# Hard start



## kabukie (May 12, 2015)

As the title says. I'm having difficultly getting my car, b6 s4, to start right away. It takes a few seconds of cranking before the engine fires. If I crank for a second then try again it will fire much more quickly. Any ideas where I should start looking?


----------



## robertk445 (Sep 22, 2016)

Check your relay to the ecu. You are probably getting random codes indicating intermittent power. You can test by pushing on relay after 1st no start attempt. Ecu relay on my 2008 q7 4.2 has 644 printed on relay there are 2 so I replaced both. No more problem for me. Good luck. Took me weeks to track it down!


----------



## kabukie (May 12, 2015)

robertk445 said:


> Check your relay to the ecu. You are probably getting random codes indicating intermittent power. You can test by pushing on relay after 1st no start attempt. Ecu relay on my 2008 q7 4.2 has 644 printed on relay there are 2 so I replaced both. No more problem for me. Good luck. Took me weeks to track it down!

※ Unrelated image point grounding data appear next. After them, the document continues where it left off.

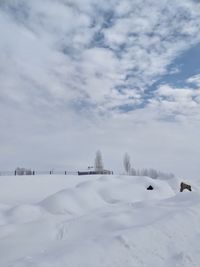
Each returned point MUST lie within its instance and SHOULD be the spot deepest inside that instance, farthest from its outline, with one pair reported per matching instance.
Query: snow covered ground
(97, 221)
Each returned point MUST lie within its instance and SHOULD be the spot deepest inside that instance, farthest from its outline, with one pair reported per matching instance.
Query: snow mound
(23, 214)
(102, 221)
(90, 195)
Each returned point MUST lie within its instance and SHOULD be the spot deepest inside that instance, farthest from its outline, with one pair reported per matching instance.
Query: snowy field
(98, 221)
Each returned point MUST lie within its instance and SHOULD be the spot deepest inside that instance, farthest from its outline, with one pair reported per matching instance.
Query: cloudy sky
(81, 75)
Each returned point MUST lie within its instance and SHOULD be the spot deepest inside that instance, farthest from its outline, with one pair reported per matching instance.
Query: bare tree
(127, 163)
(98, 161)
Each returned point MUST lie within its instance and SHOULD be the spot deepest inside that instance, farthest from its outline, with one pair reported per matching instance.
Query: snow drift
(97, 221)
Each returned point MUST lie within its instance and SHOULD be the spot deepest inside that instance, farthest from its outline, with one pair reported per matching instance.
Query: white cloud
(62, 63)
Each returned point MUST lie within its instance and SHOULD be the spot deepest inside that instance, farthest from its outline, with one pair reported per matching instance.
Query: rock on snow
(101, 221)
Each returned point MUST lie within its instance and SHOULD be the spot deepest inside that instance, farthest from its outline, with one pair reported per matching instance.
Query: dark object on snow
(95, 172)
(150, 187)
(185, 186)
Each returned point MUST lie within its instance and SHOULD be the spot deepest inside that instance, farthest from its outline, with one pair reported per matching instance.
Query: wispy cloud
(83, 66)
(75, 50)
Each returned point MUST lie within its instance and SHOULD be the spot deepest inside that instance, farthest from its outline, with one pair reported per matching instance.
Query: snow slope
(87, 221)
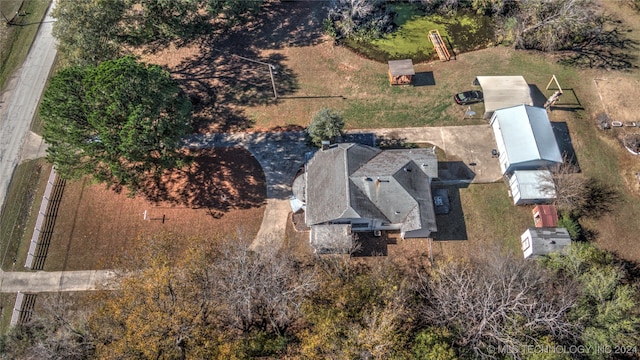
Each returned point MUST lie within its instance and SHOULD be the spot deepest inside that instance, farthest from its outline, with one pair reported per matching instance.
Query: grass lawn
(223, 192)
(482, 218)
(16, 39)
(20, 212)
(314, 73)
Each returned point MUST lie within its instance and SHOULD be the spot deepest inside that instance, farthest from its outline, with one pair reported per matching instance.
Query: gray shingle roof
(357, 181)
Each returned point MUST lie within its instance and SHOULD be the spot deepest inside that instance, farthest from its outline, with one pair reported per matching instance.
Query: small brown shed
(401, 72)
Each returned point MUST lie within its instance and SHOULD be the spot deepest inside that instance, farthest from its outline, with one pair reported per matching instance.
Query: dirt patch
(219, 195)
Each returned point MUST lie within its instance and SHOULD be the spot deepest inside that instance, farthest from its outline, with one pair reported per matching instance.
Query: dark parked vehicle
(468, 97)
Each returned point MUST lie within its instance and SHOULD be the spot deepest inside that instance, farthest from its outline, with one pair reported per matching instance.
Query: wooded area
(226, 302)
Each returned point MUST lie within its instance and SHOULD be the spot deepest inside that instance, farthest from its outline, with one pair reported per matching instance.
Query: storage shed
(401, 72)
(545, 216)
(524, 138)
(544, 241)
(531, 187)
(503, 92)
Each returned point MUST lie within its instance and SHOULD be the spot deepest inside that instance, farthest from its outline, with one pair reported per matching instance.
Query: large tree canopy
(120, 122)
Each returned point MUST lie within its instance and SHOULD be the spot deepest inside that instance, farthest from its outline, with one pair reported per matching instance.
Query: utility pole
(271, 68)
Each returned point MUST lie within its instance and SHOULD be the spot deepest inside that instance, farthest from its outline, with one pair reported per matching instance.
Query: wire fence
(23, 309)
(45, 223)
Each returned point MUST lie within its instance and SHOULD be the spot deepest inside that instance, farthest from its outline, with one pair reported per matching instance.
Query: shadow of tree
(220, 82)
(219, 180)
(606, 49)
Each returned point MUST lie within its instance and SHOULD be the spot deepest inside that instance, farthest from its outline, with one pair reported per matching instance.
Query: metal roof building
(525, 139)
(544, 241)
(531, 187)
(502, 92)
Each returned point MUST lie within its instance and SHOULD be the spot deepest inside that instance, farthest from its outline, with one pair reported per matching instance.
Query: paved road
(55, 281)
(20, 100)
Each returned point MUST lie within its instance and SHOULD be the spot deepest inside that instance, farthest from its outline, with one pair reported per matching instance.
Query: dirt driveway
(281, 154)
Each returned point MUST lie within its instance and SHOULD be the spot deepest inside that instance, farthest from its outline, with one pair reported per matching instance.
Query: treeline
(545, 25)
(225, 301)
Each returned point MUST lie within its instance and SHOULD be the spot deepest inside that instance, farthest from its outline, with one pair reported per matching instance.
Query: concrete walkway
(55, 281)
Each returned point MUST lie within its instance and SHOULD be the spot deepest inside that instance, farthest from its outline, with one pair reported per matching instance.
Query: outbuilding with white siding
(525, 139)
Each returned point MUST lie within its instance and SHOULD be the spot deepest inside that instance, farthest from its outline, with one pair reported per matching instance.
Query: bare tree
(504, 302)
(554, 25)
(59, 330)
(262, 290)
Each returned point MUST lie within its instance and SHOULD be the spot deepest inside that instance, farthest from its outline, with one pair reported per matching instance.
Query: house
(401, 72)
(348, 188)
(531, 187)
(544, 241)
(545, 216)
(502, 92)
(525, 139)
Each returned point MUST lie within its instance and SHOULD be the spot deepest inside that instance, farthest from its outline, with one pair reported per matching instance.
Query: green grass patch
(461, 33)
(20, 212)
(491, 216)
(37, 125)
(17, 38)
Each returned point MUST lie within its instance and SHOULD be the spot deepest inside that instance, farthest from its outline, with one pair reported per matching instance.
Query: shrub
(327, 124)
(572, 226)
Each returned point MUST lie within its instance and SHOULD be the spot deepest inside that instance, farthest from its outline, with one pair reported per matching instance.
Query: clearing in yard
(220, 195)
(312, 72)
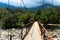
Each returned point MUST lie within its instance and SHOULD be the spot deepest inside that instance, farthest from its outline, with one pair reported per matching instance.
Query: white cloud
(30, 3)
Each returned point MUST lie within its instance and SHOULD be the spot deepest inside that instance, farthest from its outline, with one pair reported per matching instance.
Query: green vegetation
(19, 18)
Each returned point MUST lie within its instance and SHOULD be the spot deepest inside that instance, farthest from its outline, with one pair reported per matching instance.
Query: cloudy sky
(30, 3)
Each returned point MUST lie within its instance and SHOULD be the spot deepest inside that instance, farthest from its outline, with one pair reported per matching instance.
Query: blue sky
(30, 3)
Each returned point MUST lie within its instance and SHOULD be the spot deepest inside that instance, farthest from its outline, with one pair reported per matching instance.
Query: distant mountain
(34, 8)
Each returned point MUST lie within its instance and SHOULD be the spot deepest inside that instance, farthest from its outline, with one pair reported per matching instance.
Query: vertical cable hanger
(8, 3)
(42, 4)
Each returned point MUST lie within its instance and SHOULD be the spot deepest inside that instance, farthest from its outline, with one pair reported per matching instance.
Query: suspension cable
(24, 4)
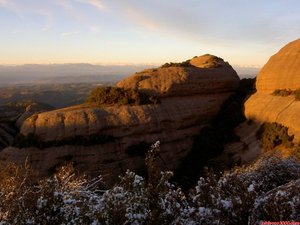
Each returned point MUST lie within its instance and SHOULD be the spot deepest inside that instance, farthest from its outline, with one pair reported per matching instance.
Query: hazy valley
(180, 117)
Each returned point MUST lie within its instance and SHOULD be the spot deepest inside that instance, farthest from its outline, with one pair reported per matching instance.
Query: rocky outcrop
(189, 98)
(206, 75)
(12, 116)
(282, 71)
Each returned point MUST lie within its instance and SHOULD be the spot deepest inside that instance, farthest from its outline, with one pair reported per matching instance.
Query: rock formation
(281, 72)
(12, 117)
(190, 97)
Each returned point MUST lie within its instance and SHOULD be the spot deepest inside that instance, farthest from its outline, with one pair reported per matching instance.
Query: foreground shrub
(280, 204)
(297, 94)
(233, 197)
(114, 95)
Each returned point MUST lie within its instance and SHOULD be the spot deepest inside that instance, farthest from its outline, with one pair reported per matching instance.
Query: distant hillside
(64, 73)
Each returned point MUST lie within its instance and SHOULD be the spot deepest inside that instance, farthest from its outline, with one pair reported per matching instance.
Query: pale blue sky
(243, 32)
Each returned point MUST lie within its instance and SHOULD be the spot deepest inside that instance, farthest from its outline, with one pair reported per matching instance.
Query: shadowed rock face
(282, 71)
(190, 98)
(11, 118)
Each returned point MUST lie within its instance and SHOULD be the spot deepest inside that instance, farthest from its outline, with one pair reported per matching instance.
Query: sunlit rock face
(282, 71)
(190, 97)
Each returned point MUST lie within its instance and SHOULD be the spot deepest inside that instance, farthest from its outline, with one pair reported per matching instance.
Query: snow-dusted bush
(229, 198)
(257, 192)
(279, 204)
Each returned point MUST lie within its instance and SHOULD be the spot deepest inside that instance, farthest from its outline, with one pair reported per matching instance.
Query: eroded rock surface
(12, 116)
(190, 98)
(282, 71)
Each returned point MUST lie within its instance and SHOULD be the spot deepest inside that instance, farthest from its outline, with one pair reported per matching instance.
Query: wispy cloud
(64, 34)
(12, 6)
(96, 3)
(141, 19)
(95, 29)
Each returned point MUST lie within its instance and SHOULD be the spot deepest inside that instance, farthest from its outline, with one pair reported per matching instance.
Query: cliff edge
(280, 74)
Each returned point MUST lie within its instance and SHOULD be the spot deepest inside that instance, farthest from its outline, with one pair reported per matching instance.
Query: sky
(242, 32)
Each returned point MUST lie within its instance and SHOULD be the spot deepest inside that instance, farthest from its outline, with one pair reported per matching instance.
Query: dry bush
(229, 198)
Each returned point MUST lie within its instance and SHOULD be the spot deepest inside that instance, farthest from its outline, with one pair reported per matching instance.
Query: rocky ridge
(189, 98)
(281, 72)
(12, 117)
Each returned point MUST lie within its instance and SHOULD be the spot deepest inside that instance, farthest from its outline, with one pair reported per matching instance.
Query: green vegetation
(273, 135)
(31, 140)
(182, 64)
(114, 95)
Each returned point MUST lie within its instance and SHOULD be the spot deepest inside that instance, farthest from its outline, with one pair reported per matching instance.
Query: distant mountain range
(64, 73)
(79, 73)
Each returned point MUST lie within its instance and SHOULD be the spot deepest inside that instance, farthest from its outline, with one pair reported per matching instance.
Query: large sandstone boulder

Awesome! Ill have to check this out.


----------



## kabukie (May 12, 2015)

Replaced both 395 relays. Still having the hard start issue. The ecu area was dry (one of the leading causes of their failure was a damp ecu tray)

Any other ideas?


----------



## kabukie (May 12, 2015)

Tried changing out plus as Im at 75K and I dont think the PO ever changed them.
My issue marginally improved.
Changed out fuel filter. BAM!!!! Fixed


----------